Personal information
- Date of birth: 10 June 1923
- Place of birth: Argentina
- Date of death: 12 July 2006 (aged 83)
- Position(s): Midfielder; defender;

Senior career*
- Years: Team / Apps / (Gls)
- Racing Club de Avellaneda
- Universidad Católica
- Unión Española
- Palestino

International career
- 1954–1960: Chile / 22

Medal record
| First place | Chilean Primera División | 1949 |
| First place | Chilean Primera División | 1955 |
| Second place | South American Championship | 1956 |

= Rodolfo Almeyda =

Chilean footballer (1923–2006)

Rodolfo Almeyda Morando (10 June 1923 – 12 July 2006) was an Argentine, naturalized Chilean, footballer who played as a midfielder or defender, usually in the position of centre-half.
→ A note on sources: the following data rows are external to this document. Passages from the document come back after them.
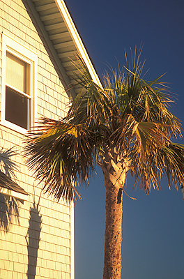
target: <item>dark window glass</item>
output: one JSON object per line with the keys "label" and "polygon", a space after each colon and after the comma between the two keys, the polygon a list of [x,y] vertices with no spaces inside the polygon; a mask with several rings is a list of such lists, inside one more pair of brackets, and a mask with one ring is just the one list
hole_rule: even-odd
{"label": "dark window glass", "polygon": [[6,120],[28,129],[28,98],[6,86]]}

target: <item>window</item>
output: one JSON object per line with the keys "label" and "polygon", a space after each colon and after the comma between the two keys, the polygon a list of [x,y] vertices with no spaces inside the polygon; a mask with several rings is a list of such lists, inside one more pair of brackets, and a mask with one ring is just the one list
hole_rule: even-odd
{"label": "window", "polygon": [[1,123],[24,133],[36,117],[37,55],[4,34],[2,41]]}

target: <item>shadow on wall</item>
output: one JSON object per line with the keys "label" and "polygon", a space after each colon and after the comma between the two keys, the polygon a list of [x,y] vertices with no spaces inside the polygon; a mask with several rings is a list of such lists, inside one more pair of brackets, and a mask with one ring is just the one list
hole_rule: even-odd
{"label": "shadow on wall", "polygon": [[[15,183],[10,179],[10,176],[15,178],[14,171],[17,169],[17,167],[15,163],[11,160],[11,157],[14,155],[16,155],[16,153],[13,149],[8,150],[1,149],[0,150],[0,174],[1,179],[0,181],[3,180],[3,183],[6,183],[6,182],[10,184],[12,183],[13,185]],[[6,181],[4,180],[5,178]],[[17,199],[0,193],[0,229],[1,231],[8,232],[13,221],[20,225],[19,204],[20,202]]]}
{"label": "shadow on wall", "polygon": [[28,251],[27,278],[34,279],[37,266],[38,251],[39,249],[40,234],[41,232],[42,216],[38,210],[40,199],[37,204],[35,201],[29,209],[29,221],[26,241]]}
{"label": "shadow on wall", "polygon": [[0,229],[8,232],[13,220],[20,225],[19,201],[0,194]]}

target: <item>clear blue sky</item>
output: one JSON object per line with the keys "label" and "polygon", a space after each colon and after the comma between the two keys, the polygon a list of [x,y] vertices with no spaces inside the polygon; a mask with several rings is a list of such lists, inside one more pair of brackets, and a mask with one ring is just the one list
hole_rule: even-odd
{"label": "clear blue sky", "polygon": [[[177,94],[171,108],[184,121],[184,2],[183,0],[66,0],[100,77],[106,63],[125,64],[124,50],[144,45],[145,79],[167,73],[162,81]],[[184,143],[184,140],[182,141]],[[105,234],[102,174],[82,188],[83,200],[75,208],[75,279],[101,279]],[[184,201],[181,190],[127,192],[123,197],[123,279],[184,278]]]}

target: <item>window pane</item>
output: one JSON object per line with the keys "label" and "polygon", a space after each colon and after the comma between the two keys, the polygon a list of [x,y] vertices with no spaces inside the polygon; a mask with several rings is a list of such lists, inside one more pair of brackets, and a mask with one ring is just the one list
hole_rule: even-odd
{"label": "window pane", "polygon": [[29,99],[6,87],[6,120],[28,129]]}
{"label": "window pane", "polygon": [[22,92],[29,93],[26,86],[26,77],[26,77],[27,66],[26,62],[7,52],[6,83]]}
Almeyda played his early career in Argentina for Avellaneda Racing Club, and transferred to Chile in 1944. He initially won his fame playing for Universidad Católica, and later played for Unión Española and Palestino. He was part of the 1949 Universidad Católica team that won the Primera División de Chile and was also part of the 1955 Palestino team that won the Primera División de Chile.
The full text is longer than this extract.